Good point. Frankly I dislike her more than I do him believe it or not.


----------



## HistoryHound (Aug 30, 2008)

*Re: 'It's hell. I can't stand it!' Carla Bruni reveals what Michelle Obama REALLY thi*

You know I've never been to Europe & can't afford 6 vacations a year or to have famous chefs flown here to make my family dinner. So, I'll trade places with her. I'll spend a week in her hell & she can spend a week at my house. But, since my kids are off limits (I didn't screw them up so why should she get the chance) she can do all things hubby & I haven't been able to. I've got windows to be washed, walls to be painted, a fence to be repaired, a dpw to haunt, and of course there is the constant supply of dog crap to clean up. I think it will be a fair distribution of things.


----------



## pahapoika (Nov 5, 2006)

*Re: 'It's hell. I can't stand it!' Carla Bruni reveals what Michelle Obama REALLY thi*

she must feel the heat from being an ignoramus on the world stage


----------



## cc3915 (Mar 26, 2004)

*Bruni book author stands by Michelle Obama anecdote*

PARIS - The author of a book on Carla Bruni-Sarkozy on Friday stood by his account of US First Lady Michelle Obama complaining about life in the White House, but admitted she was probably joking.

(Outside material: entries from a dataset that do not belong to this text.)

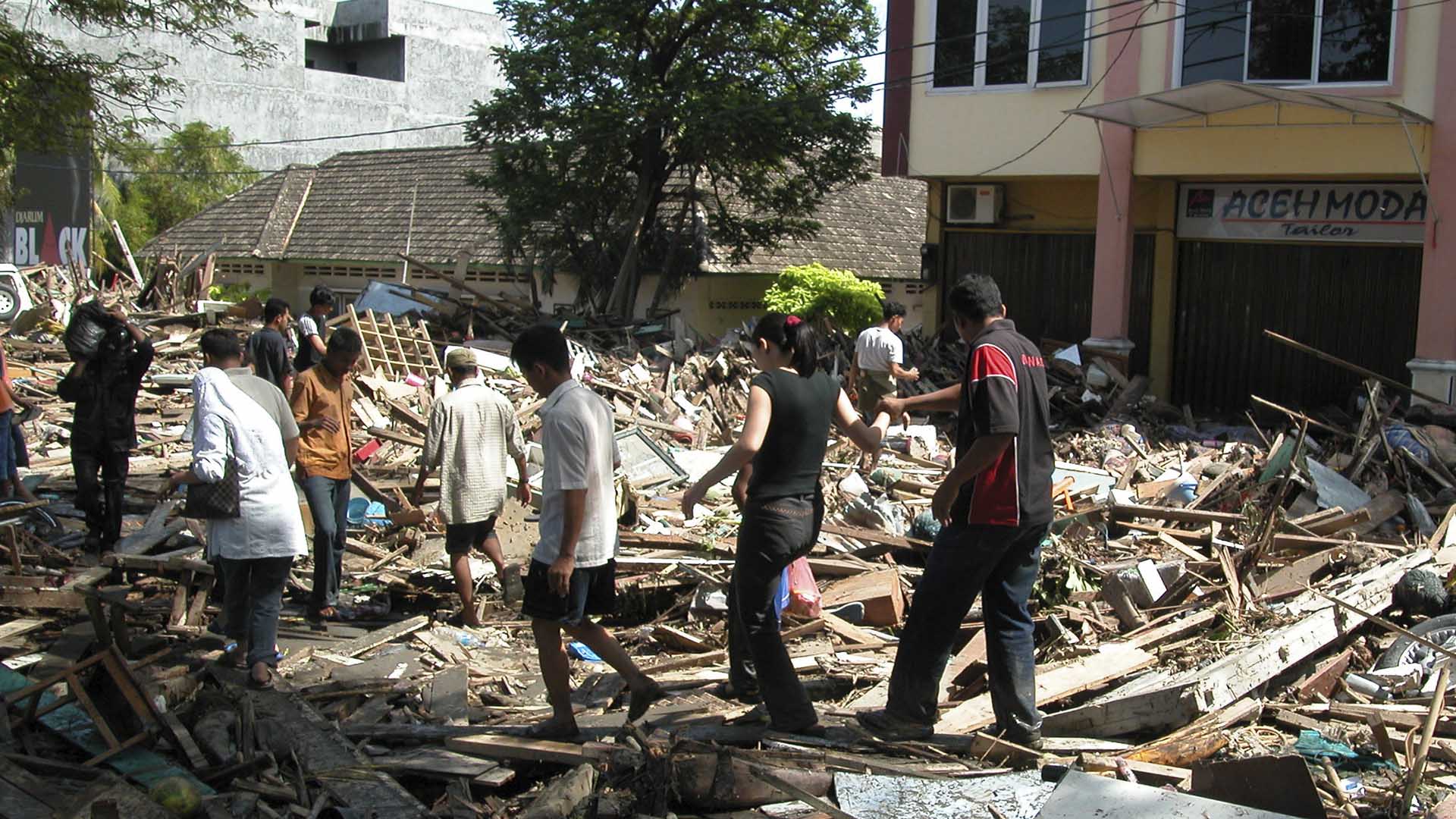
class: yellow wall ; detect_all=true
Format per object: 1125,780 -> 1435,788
926,177 -> 1159,231
1133,118 -> 1431,179
908,0 -> 1456,180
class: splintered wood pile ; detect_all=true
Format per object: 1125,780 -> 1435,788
0,296 -> 1456,819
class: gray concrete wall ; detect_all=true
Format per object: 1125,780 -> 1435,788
8,0 -> 507,171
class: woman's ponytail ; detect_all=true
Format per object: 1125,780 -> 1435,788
753,313 -> 818,378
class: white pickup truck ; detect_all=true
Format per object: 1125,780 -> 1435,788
0,264 -> 35,322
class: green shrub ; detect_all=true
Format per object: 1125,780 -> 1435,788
763,262 -> 885,332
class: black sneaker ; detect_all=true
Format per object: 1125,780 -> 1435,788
855,708 -> 935,742
981,723 -> 1046,751
708,682 -> 763,705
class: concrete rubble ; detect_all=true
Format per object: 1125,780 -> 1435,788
0,259 -> 1456,819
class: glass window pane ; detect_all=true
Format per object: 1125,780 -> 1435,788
1320,0 -> 1392,83
1182,0 -> 1249,86
1037,0 -> 1087,83
935,0 -> 975,87
986,0 -> 1031,86
1249,0 -> 1315,83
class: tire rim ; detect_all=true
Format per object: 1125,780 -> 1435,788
1395,625 -> 1456,670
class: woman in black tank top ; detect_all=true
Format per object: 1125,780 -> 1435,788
682,313 -> 890,733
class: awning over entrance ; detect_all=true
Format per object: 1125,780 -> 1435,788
1065,80 -> 1431,128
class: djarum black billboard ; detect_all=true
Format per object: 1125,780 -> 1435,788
10,152 -> 92,267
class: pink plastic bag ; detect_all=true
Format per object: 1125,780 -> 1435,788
785,557 -> 823,617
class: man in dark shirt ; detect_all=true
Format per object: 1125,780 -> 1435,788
247,296 -> 294,397
55,306 -> 153,552
859,275 -> 1054,748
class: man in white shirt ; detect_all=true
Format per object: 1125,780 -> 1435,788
845,302 -> 920,471
415,347 -> 532,628
293,284 -> 334,373
511,325 -> 663,739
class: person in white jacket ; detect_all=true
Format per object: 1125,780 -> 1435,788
172,367 -> 307,688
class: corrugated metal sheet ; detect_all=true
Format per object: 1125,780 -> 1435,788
1174,242 -> 1421,413
940,232 -> 1153,373
1127,233 -> 1157,376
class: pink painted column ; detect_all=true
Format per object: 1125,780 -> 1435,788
1084,18 -> 1143,356
1408,1 -> 1456,402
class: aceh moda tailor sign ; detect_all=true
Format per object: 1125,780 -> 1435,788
1178,182 -> 1429,245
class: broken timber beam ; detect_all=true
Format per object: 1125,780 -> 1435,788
1043,549 -> 1431,737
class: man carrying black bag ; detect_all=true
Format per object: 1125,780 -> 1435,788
55,305 -> 153,552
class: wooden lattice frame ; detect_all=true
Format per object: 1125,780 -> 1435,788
350,305 -> 444,381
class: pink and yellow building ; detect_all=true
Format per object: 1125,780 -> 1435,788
883,0 -> 1456,411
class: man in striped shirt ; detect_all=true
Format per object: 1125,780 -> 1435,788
415,347 -> 532,628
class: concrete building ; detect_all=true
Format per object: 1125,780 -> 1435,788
11,0 -> 507,171
141,146 -> 927,335
883,0 -> 1456,413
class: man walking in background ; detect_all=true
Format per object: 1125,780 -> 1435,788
859,275 -> 1053,749
247,296 -> 293,395
511,326 -> 663,739
413,347 -> 532,628
291,326 -> 364,620
845,302 -> 920,472
55,305 -> 155,552
293,284 -> 334,373
198,329 -> 299,466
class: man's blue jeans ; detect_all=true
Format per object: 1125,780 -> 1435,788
303,475 -> 350,609
888,523 -> 1048,733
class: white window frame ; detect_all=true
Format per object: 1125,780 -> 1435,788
1174,0 -> 1401,87
926,0 -> 1092,95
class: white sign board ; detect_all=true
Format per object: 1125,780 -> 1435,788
1178,182 -> 1429,245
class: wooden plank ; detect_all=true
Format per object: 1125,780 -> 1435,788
821,568 -> 905,626
0,586 -> 86,610
1044,549 -> 1431,736
446,733 -> 604,765
1294,648 -> 1356,702
429,666 -> 473,723
820,523 -> 935,552
937,628 -> 986,693
1109,503 -> 1244,526
0,664 -> 214,795
328,615 -> 429,657
0,618 -> 48,644
238,667 -> 429,819
1348,490 -> 1405,538
820,612 -> 880,642
937,642 -> 1157,733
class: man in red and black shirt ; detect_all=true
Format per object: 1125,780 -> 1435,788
859,275 -> 1054,748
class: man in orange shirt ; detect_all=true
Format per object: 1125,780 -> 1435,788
293,328 -> 364,620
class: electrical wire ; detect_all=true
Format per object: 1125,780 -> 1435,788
19,0 -> 1450,177
975,6 -> 1152,177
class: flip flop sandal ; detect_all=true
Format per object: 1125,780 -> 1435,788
217,642 -> 247,669
628,682 -> 667,723
521,723 -> 581,739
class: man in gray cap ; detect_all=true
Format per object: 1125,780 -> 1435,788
413,347 -> 532,626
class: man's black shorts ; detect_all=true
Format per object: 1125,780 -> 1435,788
446,514 -> 497,555
521,560 -> 617,625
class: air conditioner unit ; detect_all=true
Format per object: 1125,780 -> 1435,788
945,185 -> 1002,224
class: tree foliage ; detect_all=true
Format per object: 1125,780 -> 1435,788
0,0 -> 277,152
467,0 -> 877,313
763,262 -> 885,332
96,122 -> 258,265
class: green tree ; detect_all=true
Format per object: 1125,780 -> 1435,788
763,262 -> 885,332
0,0 -> 277,160
96,122 -> 258,265
467,0 -> 877,315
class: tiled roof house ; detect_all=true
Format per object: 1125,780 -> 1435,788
141,147 -> 930,332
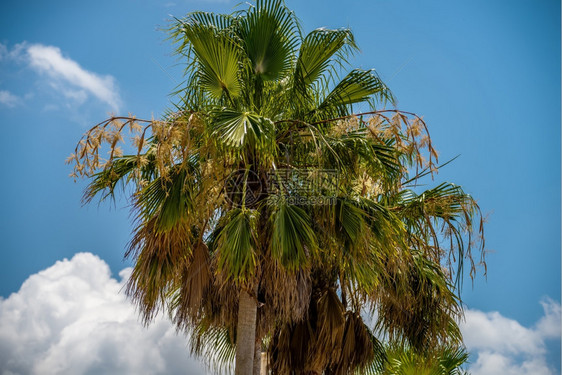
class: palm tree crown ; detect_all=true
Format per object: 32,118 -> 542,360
70,0 -> 483,374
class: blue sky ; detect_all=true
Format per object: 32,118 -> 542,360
0,0 -> 561,374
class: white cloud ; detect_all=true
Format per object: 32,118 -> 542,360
0,90 -> 21,108
0,253 -> 560,375
27,44 -> 121,111
461,298 -> 560,375
0,253 -> 205,375
0,42 -> 122,112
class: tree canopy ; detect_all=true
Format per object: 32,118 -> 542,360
69,0 -> 484,374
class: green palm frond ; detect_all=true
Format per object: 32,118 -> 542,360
211,108 -> 273,147
239,0 -> 299,80
316,69 -> 393,118
295,28 -> 357,85
177,19 -> 241,99
270,197 -> 317,270
135,168 -> 196,230
217,208 -> 258,283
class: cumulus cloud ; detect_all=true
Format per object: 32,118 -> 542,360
0,253 -> 560,375
27,44 -> 121,111
461,298 -> 560,375
0,253 -> 205,375
0,90 -> 21,108
0,42 -> 122,111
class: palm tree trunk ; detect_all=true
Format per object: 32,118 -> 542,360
235,290 -> 258,375
253,340 -> 265,375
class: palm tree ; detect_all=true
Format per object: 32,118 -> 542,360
70,0 -> 482,375
371,346 -> 468,375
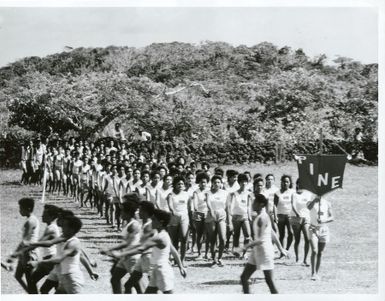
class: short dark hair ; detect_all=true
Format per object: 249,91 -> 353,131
19,198 -> 35,212
58,208 -> 75,218
195,171 -> 210,184
172,176 -> 186,188
281,175 -> 293,188
44,204 -> 60,219
255,193 -> 269,207
139,201 -> 155,216
154,209 -> 171,227
253,178 -> 263,186
63,216 -> 83,233
201,162 -> 210,169
226,169 -> 239,178
122,192 -> 141,212
214,167 -> 225,177
238,173 -> 249,182
211,175 -> 222,183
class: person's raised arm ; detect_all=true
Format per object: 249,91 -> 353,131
170,244 -> 187,278
291,193 -> 299,217
192,191 -> 198,211
167,193 -> 174,215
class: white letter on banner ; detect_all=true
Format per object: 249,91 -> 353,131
317,173 -> 329,187
309,163 -> 314,175
294,155 -> 306,164
332,176 -> 341,188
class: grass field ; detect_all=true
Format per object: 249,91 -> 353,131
0,163 -> 378,294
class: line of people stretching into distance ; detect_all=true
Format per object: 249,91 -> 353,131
2,141 -> 333,293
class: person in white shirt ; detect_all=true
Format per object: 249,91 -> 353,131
227,174 -> 251,256
111,209 -> 186,294
274,175 -> 294,257
206,176 -> 229,266
167,176 -> 189,265
241,194 -> 287,294
31,205 -> 60,293
307,197 -> 334,281
223,169 -> 239,253
262,174 -> 279,232
192,172 -> 210,259
290,179 -> 312,266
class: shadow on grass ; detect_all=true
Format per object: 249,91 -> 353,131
0,181 -> 24,187
201,277 -> 265,285
188,262 -> 213,268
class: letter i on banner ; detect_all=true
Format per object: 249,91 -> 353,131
40,158 -> 47,203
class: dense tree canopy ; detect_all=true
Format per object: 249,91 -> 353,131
0,42 -> 378,150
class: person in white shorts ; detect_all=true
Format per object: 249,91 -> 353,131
101,193 -> 140,294
227,174 -> 251,255
31,205 -> 60,293
290,179 -> 312,266
307,197 -> 334,281
29,215 -> 98,294
262,173 -> 279,232
146,171 -> 160,205
26,208 -> 99,294
167,177 -> 189,264
124,201 -> 155,294
274,175 -> 295,257
206,176 -> 229,266
112,209 -> 186,294
155,175 -> 172,211
192,172 -> 210,259
241,194 -> 287,294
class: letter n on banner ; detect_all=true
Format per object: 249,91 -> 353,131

Both the White House and the French embassy in Washington firmly denied Thursday that Obama had told Bruni that she found life as first lady to be "hell", as recounted in the biography "Carla and the Ambitious".

But journalist Yves Derai, co-author of the book with Michael Darmon, told AFP that the pair stood by their account of the March 31 dinner at which the two first ladies allegedly had the exchange.

AFP: Bruni book author stands by Michelle Obama anecdote


----------



## jedediah1 (Jun 18, 2009)

*Re: 'It's hell. I can't stand it!' Carla Bruni reveals what Michelle Obama REALLY thi*










it'll make a man out of you, just ask










waaaaah, i can't do this job....it's too hard to read to kids and STFU about any national issues...i have to change your dinner to my new 'victory brand food products' cause i think you are fat, and we all know americans can't take care of themselves like they used to in WWII...oh, and i'm ugly


----------



## HistoryHound (Aug 30, 2008)

*Re: 'It's hell. I can't stand it!' Carla Bruni reveals what Michelle Obama REALLY thi*

It just occurred to me. Does this mean Carla Bruni is going to banned from the US for life? After all, she did say something negative about michelle.


----------